Now here in the USA there are many different manifestations of classroom organization when dealing with students with disabilities. Our school district devised a collaborative teaching program with one-to-one support for him and several other autistic children. This means that at any given time in a class of 20 students there were at least 3 adults in the room; the main teacher, a certified special education teacher and one paraprofessional (there could be upwards of 3 paraprofessionals if needed). Meanwhile there could never be more than 5 students with disabilities in that classroom, so everyone received the needed attention, and those students without educational issues would receive the education that they were also entitled to receive. You might assume that a thinking parent would be overjoyed with the added adult support in the class. Well you would assume wrong.
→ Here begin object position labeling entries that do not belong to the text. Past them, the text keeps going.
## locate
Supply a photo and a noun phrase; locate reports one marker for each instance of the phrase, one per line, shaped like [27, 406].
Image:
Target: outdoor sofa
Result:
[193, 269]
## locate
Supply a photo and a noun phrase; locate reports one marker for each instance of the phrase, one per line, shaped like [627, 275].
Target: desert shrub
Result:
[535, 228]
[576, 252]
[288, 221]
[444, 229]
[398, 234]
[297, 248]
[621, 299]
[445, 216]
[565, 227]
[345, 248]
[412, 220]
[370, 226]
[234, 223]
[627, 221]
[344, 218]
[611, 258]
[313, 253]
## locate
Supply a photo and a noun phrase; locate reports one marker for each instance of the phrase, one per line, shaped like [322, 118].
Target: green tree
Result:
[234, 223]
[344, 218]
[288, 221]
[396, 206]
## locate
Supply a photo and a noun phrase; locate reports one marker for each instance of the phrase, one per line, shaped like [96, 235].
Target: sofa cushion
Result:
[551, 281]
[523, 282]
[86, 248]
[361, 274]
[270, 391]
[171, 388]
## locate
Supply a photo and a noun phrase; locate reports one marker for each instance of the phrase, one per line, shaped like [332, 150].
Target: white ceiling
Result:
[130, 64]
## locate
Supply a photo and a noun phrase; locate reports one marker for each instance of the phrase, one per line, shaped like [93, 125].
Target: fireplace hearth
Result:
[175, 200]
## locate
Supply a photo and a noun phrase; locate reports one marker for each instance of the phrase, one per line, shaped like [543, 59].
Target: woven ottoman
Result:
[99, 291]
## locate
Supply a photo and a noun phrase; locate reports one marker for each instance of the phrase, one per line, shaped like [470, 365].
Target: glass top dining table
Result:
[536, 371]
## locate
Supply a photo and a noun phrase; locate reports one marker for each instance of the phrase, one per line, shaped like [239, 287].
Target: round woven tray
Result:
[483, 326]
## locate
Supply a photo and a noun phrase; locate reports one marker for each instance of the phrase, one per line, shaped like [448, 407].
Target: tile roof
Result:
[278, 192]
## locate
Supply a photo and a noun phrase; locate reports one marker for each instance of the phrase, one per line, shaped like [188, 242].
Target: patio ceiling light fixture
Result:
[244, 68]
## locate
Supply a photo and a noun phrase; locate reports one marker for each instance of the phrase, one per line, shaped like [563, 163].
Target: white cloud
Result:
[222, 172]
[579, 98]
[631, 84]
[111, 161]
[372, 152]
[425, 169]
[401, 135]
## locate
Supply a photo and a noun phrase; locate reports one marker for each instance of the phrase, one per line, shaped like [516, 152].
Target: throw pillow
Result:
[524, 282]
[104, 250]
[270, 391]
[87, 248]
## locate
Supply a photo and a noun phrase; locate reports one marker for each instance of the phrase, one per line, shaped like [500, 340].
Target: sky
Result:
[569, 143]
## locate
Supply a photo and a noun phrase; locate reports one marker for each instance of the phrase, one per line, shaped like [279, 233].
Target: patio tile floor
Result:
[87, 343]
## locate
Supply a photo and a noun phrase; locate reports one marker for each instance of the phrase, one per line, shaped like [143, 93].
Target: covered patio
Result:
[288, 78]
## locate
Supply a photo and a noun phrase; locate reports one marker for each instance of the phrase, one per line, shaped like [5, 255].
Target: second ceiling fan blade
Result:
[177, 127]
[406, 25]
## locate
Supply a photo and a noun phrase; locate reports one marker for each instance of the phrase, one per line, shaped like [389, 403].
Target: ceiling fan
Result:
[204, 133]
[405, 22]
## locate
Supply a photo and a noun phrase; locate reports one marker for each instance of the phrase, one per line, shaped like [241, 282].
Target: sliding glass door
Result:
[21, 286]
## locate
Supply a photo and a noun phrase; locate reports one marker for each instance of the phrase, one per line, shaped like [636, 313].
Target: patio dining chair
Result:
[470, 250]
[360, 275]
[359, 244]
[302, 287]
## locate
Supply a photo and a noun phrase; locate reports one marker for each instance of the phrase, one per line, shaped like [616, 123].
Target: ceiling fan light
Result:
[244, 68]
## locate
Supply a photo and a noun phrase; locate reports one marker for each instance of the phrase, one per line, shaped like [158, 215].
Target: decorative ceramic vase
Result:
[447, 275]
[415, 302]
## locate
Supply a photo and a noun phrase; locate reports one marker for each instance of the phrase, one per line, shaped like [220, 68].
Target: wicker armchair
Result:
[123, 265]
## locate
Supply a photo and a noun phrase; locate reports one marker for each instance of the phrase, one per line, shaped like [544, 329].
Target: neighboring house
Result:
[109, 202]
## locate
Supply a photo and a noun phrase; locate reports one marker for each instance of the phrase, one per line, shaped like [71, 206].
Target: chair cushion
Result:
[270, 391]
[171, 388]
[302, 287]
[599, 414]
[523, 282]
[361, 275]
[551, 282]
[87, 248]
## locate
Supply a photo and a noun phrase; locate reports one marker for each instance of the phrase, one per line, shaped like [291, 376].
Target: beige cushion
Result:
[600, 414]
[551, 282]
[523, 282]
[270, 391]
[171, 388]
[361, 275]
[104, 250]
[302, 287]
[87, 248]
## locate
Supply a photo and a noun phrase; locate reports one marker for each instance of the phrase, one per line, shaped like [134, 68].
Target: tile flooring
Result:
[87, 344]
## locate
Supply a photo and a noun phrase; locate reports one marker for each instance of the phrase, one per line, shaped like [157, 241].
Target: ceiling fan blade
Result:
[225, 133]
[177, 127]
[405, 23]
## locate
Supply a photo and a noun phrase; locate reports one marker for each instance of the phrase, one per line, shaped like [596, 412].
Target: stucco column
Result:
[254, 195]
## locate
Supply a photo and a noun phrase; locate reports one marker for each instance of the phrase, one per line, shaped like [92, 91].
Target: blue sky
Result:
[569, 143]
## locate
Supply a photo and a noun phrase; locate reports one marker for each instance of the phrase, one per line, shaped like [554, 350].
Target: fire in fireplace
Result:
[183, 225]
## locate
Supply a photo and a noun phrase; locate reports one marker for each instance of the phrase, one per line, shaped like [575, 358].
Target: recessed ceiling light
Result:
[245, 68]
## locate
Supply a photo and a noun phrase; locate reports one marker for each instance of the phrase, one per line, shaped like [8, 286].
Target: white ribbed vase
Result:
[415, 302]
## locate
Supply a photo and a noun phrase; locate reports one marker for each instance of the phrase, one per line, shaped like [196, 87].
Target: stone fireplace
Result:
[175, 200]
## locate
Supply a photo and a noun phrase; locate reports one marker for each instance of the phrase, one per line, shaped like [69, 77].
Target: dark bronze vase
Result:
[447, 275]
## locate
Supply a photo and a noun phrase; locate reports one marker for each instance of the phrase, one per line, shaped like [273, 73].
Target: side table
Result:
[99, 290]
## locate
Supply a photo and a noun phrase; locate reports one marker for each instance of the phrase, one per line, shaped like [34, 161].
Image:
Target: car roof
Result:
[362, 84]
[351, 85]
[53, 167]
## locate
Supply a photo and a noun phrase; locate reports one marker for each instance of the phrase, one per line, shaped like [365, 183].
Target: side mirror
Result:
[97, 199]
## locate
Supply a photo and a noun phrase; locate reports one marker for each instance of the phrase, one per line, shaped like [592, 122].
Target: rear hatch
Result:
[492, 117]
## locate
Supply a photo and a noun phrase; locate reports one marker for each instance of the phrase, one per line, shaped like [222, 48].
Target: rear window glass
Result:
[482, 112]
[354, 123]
Needlesstosay, all hell broke loose among our very liberal-progressive neighbors. The “not in my backyard syndrome” reared its ignorant and ugly head. Meetings with the school district were called. Lawsuits were threatened. My highly educated neighbors called my son names you don’t call an adversary, never mind a disabled child. Luckily here in the USA there are education and civil rights laws to protect children like my son. The district was in their right to include him in a regular class setting. So my son’s right to an education was protected. But the people that live in the district never forgave him for having the nerve to stay here to be educated. Parents made sure to exclude him from every aspect of childhood and did their best to alienate our family. (We stayed because the school district itself was doing right by our children.)